San Diego coach Ron Newman says he doesn't like all the rhymes the Sockers' public relations staff comes up with, but that hasn't kept him from following through.
Who can forget "One For the Thumb," when the Sockers were going for Championship No. 5? There was the "Joy of Six" in 1987-88. "Seven is Heaven," they said at the beginning of 1988-89, and it was.
A year ago, "Eight is Great" was the battle cry, as San Diego became the first team in Major Soccer League history to win the title after producing a sub-.500 record (25-27) during the regular season.
Now "Nine Will Be Fine," is the theme, and Newman said yesterday he's decided to accept it.
"When I went into the locker room after we'd beaten St. Louis for the series, I ripped my coat off, threw it and jumped in the air," he related last night. "My God! Can you imagine? We've done it again. I thought it would be one hell of a battle to get back to the championship round, but we rolled through it."
Newman said the Sockers took advantage of St. Louis injuries to goalkeeper Zoltan Toth and forward Thompson Usiyan.
"We were lucky we weren't the ones with the injuries," Newman said. "But when we got our teeth on their jugular, well, we've had a lot of practice at it."
Toth suffered three broken ribs in the first quarter of the first game. Then Usiyan, whose 49 goals and 22 assists kept the defense off Preki's back, went out with a hamstring pull in Game 3.
"I'd like to see if we could have challenged San Diego with a full team," said St. Louis coach Don Popovic. "But I guess at this point, it's just wishful thoughts."
Following their 7-4 victory in Game 5 Saturday night, the Sockers are now 26-1 in all playoff series.
They are in the finals for the fifth straight year, have won three straight titles, five of the last six and six of the last eight. They have also won every championship series they've played in.
It might have been more, but they took 1983-84 off to play in the North American Soccer League, where they won their second championship in that league.
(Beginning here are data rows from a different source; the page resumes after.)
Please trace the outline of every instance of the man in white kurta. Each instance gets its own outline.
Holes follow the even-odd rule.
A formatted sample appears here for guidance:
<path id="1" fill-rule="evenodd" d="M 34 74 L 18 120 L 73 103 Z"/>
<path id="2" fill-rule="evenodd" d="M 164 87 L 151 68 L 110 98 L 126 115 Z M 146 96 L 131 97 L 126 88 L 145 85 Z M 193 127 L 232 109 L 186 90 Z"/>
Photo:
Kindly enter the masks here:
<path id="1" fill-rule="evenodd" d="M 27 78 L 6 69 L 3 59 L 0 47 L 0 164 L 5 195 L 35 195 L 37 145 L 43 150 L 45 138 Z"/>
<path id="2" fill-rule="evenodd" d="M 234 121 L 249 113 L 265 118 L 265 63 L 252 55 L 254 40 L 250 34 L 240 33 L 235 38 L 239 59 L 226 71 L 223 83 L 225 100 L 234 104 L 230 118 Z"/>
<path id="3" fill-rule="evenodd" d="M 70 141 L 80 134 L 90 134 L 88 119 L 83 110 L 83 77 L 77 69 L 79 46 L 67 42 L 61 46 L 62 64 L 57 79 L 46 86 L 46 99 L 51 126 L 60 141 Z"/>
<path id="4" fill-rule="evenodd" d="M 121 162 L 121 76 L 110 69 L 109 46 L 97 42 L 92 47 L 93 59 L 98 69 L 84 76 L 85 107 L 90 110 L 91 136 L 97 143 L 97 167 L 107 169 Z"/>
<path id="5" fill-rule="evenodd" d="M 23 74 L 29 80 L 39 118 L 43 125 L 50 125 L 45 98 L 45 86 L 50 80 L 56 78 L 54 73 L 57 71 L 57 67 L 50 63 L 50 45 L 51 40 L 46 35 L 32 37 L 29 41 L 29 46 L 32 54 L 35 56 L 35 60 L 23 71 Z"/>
Now they could make it seven of nine and rhyme or not, Newman knows that would be divine.
* COMETS STAY ALIVE: On the brink of elimination, Kansas City came up with a goal at the buzzer by Iain Fraser to send yesterday's game against the visiting Cleveland Crunch into overtime. Then Ted Eck scored at 4:27 of overtime to give the Comets a 5-4 victory.
The Crunch takes a 3-2 lead in the best-of-seven series into Wednesday night's game in Cleveland.
Kim Roentved had a hat trick for Kansas City, and Jan Goossens had four assists. The Crunch got goals from Rudy Pikuzinski, Dave Hoggan, Hector Marinaro and Gregg Willin.
* PITTSBURGH'S IN: MSL commissioner Earl Foreman and Pittsburgh businessman Bernie Mullin were to announce today a new MSL franchise in Pittsburgh for the 1991-92 season.
Convinced the city will support the MSL if franchised correctly, Mullin, the former vice president of the Pittsburgh Pirates, said his team will undertake a "reach out program" that will be unprecedented.
He also said his group will be building a new indoor facility in Pittsburgh, which will provide a practice facility with club office space. It also will provide an area for adult and children's leagues to generate revenue.
Mullin has a three-year agreement with the Pittsburgh Arena as a game site.
"As for the name, we're going to hold a contest and let the fans decide," Mullin said.
* THE LITTLEST SOCKER: Paul Dougherty, who could manage just 13 goals and 10 assists with the Blast all of last season, is a scoring machine with San Diego.
During the regular season, the 5-foot-2 midfielder scored 29 goals and 12 assists. In the playoffs, nothing has changed: He had five goals in the first four games, and then on Saturday night he had a hat trick to clinch the series.
"I don't know what it is," Dougherty said. "A lot of it is just continuing to make runs into the box. If you make 20 runs, you're going to get two or three good chances. Maybe it's luck, but a lot of it is my determination too."